La ausencia de Fermín, a quien Dori siempre recordará como un hombre "alegre, divertido, cariñoso", partió la vida de las cuatro mujeres por la mitad. "Fue un desastre, un dolor inmenso, incomprensible. Nos quedamos sin padre. Nos destrozó totalmente", evocaba Dori. Su existencia, en adelante, fue muy dura. Casi heroica. Rosario peleó hasta el infinito para sacar adelante a su prole. Pero todas ellas vivieron siempre en una suerte de perversa tiniebla: eran víctimas de ETA en un momento en que la formación terrorista tenía tanto poder como predicamento; había impregnado el alma de todo ese pueblo. Nada pasaba, ni podía pasar, sin su presencia ominosa. Se sintieron inmensamente solas. Terriblemente solas. Injustamente solas. Aunque hubo excepciones, la sociedad les dio la espalda. "Nosotras estuvimos absolutamente olvidadas por todos. Al dolor tuvimos que añadirle una enorme soledad", recordaba Dori Monasterio.

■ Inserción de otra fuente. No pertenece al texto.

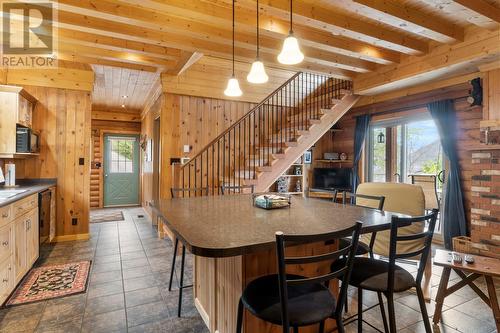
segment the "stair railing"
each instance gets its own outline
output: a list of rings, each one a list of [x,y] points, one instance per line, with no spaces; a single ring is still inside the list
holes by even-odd
[[[352,82],[325,75],[299,72],[212,140],[176,177],[176,186],[210,189],[242,186],[255,181],[258,172],[284,154],[300,131],[319,119],[321,109],[340,99]],[[198,195],[189,192],[188,195]],[[200,193],[201,195],[201,193]]]

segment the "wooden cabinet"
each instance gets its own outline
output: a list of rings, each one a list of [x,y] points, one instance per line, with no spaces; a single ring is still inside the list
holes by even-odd
[[[50,199],[50,232],[49,232],[49,243],[52,243],[56,238],[56,188],[51,187],[50,191],[52,196]]]
[[[15,234],[15,256],[14,256],[14,268],[15,268],[15,281],[21,281],[24,274],[28,270],[28,260],[26,256],[27,249],[27,232],[26,232],[26,221],[20,217],[14,222],[14,234]]]
[[[26,215],[26,258],[28,267],[38,259],[38,210],[34,209]]]
[[[4,302],[16,285],[12,260],[9,258],[0,263],[0,301]]]
[[[0,157],[15,157],[16,125],[32,127],[36,102],[21,87],[0,85]]]
[[[33,106],[34,104],[27,100],[24,96],[18,96],[17,107],[17,123],[25,127],[32,127],[33,120]]]
[[[0,208],[0,304],[38,255],[38,194],[33,194]]]

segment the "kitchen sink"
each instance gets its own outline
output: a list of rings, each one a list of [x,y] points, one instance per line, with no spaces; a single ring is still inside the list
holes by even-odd
[[[28,190],[0,190],[0,201],[5,201]]]

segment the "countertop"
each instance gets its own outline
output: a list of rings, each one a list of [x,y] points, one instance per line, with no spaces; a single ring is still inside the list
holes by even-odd
[[[0,192],[11,190],[26,190],[26,192],[17,194],[7,200],[0,200],[0,207],[4,207],[32,194],[43,192],[53,186],[56,186],[56,179],[18,179],[16,187],[3,187],[0,185]]]
[[[289,208],[264,210],[245,194],[166,199],[152,207],[191,253],[212,258],[273,249],[277,231],[320,235],[360,221],[369,233],[390,229],[392,216],[403,216],[302,197],[292,197]]]

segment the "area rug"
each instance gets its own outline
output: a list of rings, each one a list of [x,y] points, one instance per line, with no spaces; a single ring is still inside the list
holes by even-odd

Se pasaron media vida ocultando la verdad, contando que su padre había muerto en un desgraciado accidente. Fue, confesaba Dori, una suerte de trinchera, de cota de malla de defensiva. Lo asumieron con dolor pero con resignación para poder seguir viviendo, aunque jamás olvidaran. El suyo es un ejemplo que vale para cuanto aconteció en el País Vasco durante décadas: la gente callaba y callaba por miedo porque todo conspiraba contra la libertad y la verdad. Cuando todo empezó a cambiar, aunque fuese demasiado tarde, las Monasterio también lo hicieron, con Dori, que siempre fue valiente, a la cabeza. Empezó a contarlo. Sí, a contarlo. Sin mentiras. Sin miedo. Desde hace años, colabora con Gogora el Instituto de la Memoria, la Convivencia y los Derechos Humanos que tiene su sede en Bilbao: participa en centros escolares ofreciendo su testimonio a los más jóvenes, a los que han tenido la suerte de no vivir en una sociedad envilecida por el terror. Compartir sus sentimientos le ha ayudado a evolucionar para mirar al futuro.

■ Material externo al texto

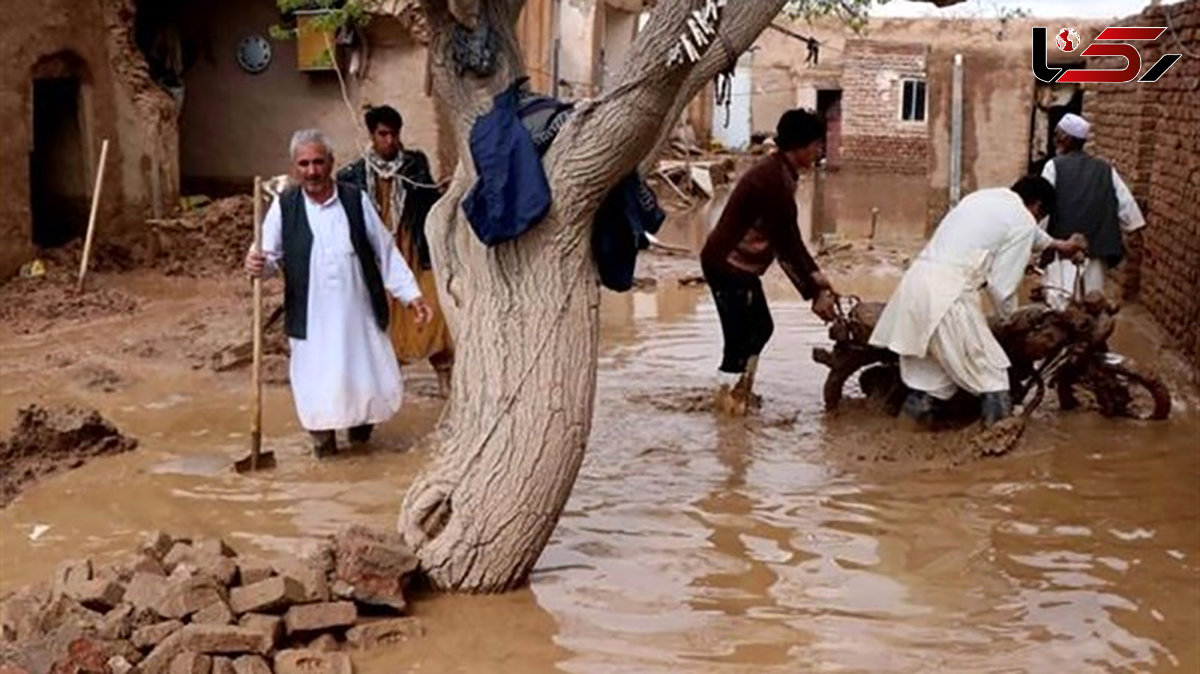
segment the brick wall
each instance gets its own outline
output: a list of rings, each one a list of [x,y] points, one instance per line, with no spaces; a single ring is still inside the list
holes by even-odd
[[[1090,88],[1083,109],[1091,151],[1113,163],[1148,222],[1141,248],[1122,266],[1126,292],[1178,340],[1200,379],[1200,0],[1148,7],[1114,25],[1174,26],[1137,44],[1143,72],[1164,53],[1184,53],[1153,84]]]
[[[846,40],[842,57],[842,163],[892,173],[927,173],[929,92],[920,122],[901,119],[903,81],[924,79],[923,43]]]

Cuando ETA anunció que se extinguía, Dori Monasterio sintió alivio. Trabaja por la paz y la convivencia con dos deseos: que nada de esto vuelva a ocurrir y que no se olvide nunca. "No podemos olvidar. Yo, como víctima, lo único que quiero es que esto no se olvide. Han sido casi sesenta años de asesinatos, secuestros, amenazas, impuestos revolucionarios, chantajes, miedos... Para no conseguir nada salvo sembrar dolor y odio".